Did someone pluck them from their families and drop them here, like what happened to me? I was 6 months old when the Korean government stamped the paperwork authorizing the erasure of my Korean citizenship, all 13 pounds of me, too heavy a burden for a government to bear. I soared across the Pacific Ocean, across the land of the free and the home of the brave, 14 hours to Washington, D.C., to a Jewish couple, to my new unnatural habitat.
I watched these geese, their brown feathers preened perfectly, their black necks imperial in posture, and as their necks click a few degrees to look around. Then, without warning or apparent reason, the geese begin to paddle faster and their wings lift, an invisible force turning them into marionettes. Their necks stretch, their backs elongate, their beaks point just a bit more towards the sky. And, like magic, an orchestra of noise beats as their wings flap, their feet tuck in, and they fly. Free. Untouchable.

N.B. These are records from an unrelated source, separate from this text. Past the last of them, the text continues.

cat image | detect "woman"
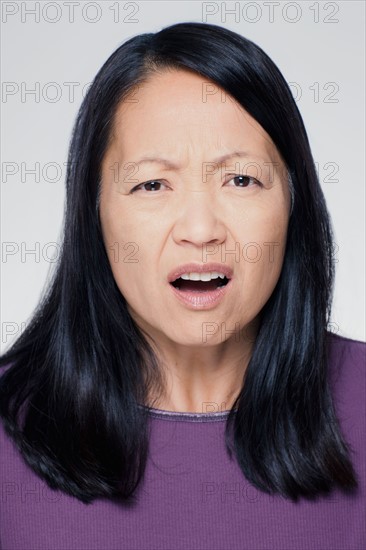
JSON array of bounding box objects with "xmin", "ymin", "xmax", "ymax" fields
[{"xmin": 0, "ymin": 19, "xmax": 366, "ymax": 550}]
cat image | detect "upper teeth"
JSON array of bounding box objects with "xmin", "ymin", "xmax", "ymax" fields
[{"xmin": 180, "ymin": 271, "xmax": 225, "ymax": 281}]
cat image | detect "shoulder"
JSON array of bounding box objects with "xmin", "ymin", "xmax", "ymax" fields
[
  {"xmin": 327, "ymin": 333, "xmax": 366, "ymax": 381},
  {"xmin": 328, "ymin": 334, "xmax": 366, "ymax": 444}
]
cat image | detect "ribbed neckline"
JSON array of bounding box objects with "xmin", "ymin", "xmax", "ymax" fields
[{"xmin": 138, "ymin": 404, "xmax": 236, "ymax": 422}]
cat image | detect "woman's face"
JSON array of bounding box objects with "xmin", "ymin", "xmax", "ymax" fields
[{"xmin": 100, "ymin": 70, "xmax": 290, "ymax": 346}]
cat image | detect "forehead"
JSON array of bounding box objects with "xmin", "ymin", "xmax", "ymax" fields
[{"xmin": 108, "ymin": 70, "xmax": 280, "ymax": 166}]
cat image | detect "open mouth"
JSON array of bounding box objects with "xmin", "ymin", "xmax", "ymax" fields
[{"xmin": 170, "ymin": 277, "xmax": 229, "ymax": 292}]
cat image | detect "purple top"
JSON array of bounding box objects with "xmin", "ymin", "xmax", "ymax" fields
[{"xmin": 0, "ymin": 335, "xmax": 366, "ymax": 550}]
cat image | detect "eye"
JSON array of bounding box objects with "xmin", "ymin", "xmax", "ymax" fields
[
  {"xmin": 130, "ymin": 180, "xmax": 167, "ymax": 193},
  {"xmin": 130, "ymin": 174, "xmax": 262, "ymax": 193},
  {"xmin": 224, "ymin": 174, "xmax": 262, "ymax": 187}
]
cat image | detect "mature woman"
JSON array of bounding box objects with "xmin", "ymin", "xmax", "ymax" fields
[{"xmin": 0, "ymin": 19, "xmax": 366, "ymax": 550}]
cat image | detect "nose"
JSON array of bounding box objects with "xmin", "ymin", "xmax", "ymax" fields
[{"xmin": 172, "ymin": 189, "xmax": 227, "ymax": 247}]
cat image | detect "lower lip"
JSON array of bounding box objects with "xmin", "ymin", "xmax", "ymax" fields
[{"xmin": 169, "ymin": 279, "xmax": 232, "ymax": 309}]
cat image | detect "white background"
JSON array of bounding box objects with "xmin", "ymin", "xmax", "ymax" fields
[{"xmin": 1, "ymin": 0, "xmax": 366, "ymax": 350}]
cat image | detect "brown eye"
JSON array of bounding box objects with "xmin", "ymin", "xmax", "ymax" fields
[
  {"xmin": 229, "ymin": 174, "xmax": 262, "ymax": 187},
  {"xmin": 131, "ymin": 180, "xmax": 167, "ymax": 193}
]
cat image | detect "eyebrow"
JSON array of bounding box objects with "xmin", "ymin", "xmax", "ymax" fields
[{"xmin": 134, "ymin": 151, "xmax": 264, "ymax": 170}]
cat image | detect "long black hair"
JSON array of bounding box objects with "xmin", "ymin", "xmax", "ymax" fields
[{"xmin": 0, "ymin": 22, "xmax": 357, "ymax": 504}]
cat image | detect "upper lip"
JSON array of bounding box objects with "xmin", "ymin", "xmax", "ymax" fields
[{"xmin": 168, "ymin": 262, "xmax": 233, "ymax": 283}]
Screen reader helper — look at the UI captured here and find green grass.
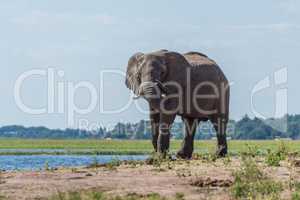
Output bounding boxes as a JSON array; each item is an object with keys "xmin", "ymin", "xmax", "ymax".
[
  {"xmin": 0, "ymin": 139, "xmax": 300, "ymax": 155},
  {"xmin": 49, "ymin": 191, "xmax": 170, "ymax": 200}
]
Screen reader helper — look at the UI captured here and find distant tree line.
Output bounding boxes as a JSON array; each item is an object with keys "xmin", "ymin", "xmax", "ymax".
[{"xmin": 0, "ymin": 115, "xmax": 300, "ymax": 140}]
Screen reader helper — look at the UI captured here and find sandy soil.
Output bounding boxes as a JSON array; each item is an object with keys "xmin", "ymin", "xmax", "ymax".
[{"xmin": 0, "ymin": 159, "xmax": 300, "ymax": 200}]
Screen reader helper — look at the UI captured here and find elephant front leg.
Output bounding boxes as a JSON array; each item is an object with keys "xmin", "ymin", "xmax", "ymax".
[
  {"xmin": 157, "ymin": 114, "xmax": 176, "ymax": 157},
  {"xmin": 150, "ymin": 108, "xmax": 160, "ymax": 152},
  {"xmin": 177, "ymin": 118, "xmax": 199, "ymax": 159},
  {"xmin": 213, "ymin": 118, "xmax": 227, "ymax": 157}
]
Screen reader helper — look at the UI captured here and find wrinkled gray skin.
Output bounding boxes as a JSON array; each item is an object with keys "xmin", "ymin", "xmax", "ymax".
[{"xmin": 126, "ymin": 50, "xmax": 229, "ymax": 159}]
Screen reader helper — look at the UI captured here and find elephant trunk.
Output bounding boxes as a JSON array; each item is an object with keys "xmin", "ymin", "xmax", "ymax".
[{"xmin": 140, "ymin": 80, "xmax": 165, "ymax": 111}]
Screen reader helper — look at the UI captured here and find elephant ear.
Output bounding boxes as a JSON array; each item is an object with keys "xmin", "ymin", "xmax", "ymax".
[{"xmin": 125, "ymin": 53, "xmax": 144, "ymax": 94}]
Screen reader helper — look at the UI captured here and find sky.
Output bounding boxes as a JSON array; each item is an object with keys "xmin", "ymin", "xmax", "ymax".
[{"xmin": 0, "ymin": 0, "xmax": 300, "ymax": 128}]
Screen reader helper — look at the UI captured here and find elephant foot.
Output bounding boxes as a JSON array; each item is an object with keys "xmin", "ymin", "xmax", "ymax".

I always wanted to be those geese, to escape, to lead a life as different as possible from my parents, with their paper-pushing government jobs. I fantasized about living in New York City, melding seamlessly into the throngs of people walking along First Avenue each morning, hustling to my job as a doctor or a lawyer. Anonymous in the best of ways, the crowd would act as a bulwark from the smothering feeling of being an object of curiosity all the time—an adopted Korean Jew.
But then, for no clear reason at all, the geese tilted their wings in succession and circled back down. All of their movements in reverse order was like watching a video as it rewinds. Beaks down. Backs contract. Neck curves. Wings shrink. There is a brief eruption of flapping, a slight splash, and then they are floating again in the same place. They look satisfied, peaceful, and regal. They are the monarchs of their artificial habitat once again.

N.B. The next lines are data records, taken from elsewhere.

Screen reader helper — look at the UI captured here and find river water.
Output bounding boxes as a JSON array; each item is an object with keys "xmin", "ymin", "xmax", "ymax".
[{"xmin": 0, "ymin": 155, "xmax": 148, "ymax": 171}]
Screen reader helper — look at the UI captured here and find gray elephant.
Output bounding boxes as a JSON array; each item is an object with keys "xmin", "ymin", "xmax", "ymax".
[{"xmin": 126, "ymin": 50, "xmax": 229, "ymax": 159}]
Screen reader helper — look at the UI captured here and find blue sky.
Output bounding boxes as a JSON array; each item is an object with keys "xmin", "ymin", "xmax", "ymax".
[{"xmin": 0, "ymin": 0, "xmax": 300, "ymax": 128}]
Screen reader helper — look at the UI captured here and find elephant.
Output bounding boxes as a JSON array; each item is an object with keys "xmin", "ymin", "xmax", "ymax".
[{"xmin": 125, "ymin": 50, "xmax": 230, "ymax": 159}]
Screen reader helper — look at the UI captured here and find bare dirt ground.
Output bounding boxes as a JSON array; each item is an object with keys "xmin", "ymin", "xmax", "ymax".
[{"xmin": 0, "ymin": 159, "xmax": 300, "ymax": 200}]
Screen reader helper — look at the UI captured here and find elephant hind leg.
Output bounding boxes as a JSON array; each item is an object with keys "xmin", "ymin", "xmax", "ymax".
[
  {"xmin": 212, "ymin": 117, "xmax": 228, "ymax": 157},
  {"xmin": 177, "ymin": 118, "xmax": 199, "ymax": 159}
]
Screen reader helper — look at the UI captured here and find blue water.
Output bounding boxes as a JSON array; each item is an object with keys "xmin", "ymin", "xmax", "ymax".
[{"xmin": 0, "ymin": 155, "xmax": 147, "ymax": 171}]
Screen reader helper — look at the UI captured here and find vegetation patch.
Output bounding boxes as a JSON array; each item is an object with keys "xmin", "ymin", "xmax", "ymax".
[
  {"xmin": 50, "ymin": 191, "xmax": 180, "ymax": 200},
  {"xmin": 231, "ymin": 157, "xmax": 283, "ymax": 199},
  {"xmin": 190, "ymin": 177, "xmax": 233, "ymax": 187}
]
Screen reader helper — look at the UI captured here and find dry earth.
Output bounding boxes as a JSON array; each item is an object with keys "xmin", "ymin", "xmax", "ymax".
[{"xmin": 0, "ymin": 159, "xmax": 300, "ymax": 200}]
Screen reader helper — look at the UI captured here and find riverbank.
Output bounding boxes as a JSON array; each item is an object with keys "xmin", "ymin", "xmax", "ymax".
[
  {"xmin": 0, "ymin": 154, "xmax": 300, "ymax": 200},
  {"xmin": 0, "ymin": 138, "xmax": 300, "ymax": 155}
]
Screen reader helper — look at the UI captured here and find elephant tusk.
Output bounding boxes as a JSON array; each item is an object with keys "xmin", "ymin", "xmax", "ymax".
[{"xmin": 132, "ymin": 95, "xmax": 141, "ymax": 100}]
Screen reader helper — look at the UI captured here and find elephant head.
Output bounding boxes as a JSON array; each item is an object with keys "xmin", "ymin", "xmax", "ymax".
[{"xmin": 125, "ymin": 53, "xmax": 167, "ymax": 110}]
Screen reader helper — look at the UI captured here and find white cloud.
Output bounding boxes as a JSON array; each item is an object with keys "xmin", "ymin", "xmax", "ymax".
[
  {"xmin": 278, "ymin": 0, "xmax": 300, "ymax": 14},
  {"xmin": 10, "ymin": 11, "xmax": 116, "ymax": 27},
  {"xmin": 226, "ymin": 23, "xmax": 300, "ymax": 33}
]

I would always leave after they returned, never understanding why they came back, feeling angry at them. They could leave but did not. Now, in my late 30s with three kids and a garage full of bikes living just a handful of miles from that same artificial pond, I realize that despite a brief stretching of my own wings, I nestled right back where I started. I could have left too, but did not.

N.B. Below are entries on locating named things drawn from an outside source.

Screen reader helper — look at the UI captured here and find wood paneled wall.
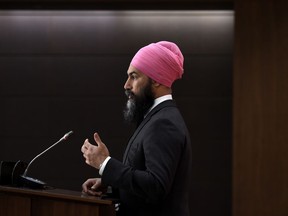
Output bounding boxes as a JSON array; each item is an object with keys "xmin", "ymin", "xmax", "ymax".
[
  {"xmin": 233, "ymin": 0, "xmax": 288, "ymax": 216},
  {"xmin": 0, "ymin": 10, "xmax": 234, "ymax": 216}
]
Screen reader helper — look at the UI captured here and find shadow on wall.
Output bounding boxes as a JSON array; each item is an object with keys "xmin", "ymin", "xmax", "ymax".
[{"xmin": 0, "ymin": 11, "xmax": 234, "ymax": 216}]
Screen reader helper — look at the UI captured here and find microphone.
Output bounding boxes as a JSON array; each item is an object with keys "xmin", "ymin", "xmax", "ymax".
[{"xmin": 20, "ymin": 131, "xmax": 73, "ymax": 189}]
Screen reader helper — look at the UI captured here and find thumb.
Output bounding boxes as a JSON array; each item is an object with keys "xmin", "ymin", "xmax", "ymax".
[{"xmin": 94, "ymin": 133, "xmax": 104, "ymax": 146}]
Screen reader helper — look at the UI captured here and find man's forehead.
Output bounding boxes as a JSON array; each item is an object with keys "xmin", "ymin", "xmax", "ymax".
[{"xmin": 127, "ymin": 65, "xmax": 144, "ymax": 75}]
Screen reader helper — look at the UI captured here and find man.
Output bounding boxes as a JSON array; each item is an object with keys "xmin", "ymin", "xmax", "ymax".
[{"xmin": 81, "ymin": 41, "xmax": 191, "ymax": 216}]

I made no conscious choice to build my life this way, so close to the landmarks of my childhood. Instead, an unspoken force kept me close, daring me to stay, daring me to make this contrived home my own, daring me to be happy, here. My personal redemption simply could not have happened in New York City, a lovely place to hide but not to be found. As ridiculous as it sounds, my life as a suburban mom is an act of defiance, an act of power, an act of resilience. It is a message to that baby who was placed here, in the most artificial of habitats, that she belongs. Like the goose with his head held high, I am the queen gliding on her fake pond, daring anyone to tell her, especially the voice in her head, that she should go away, that this is not home.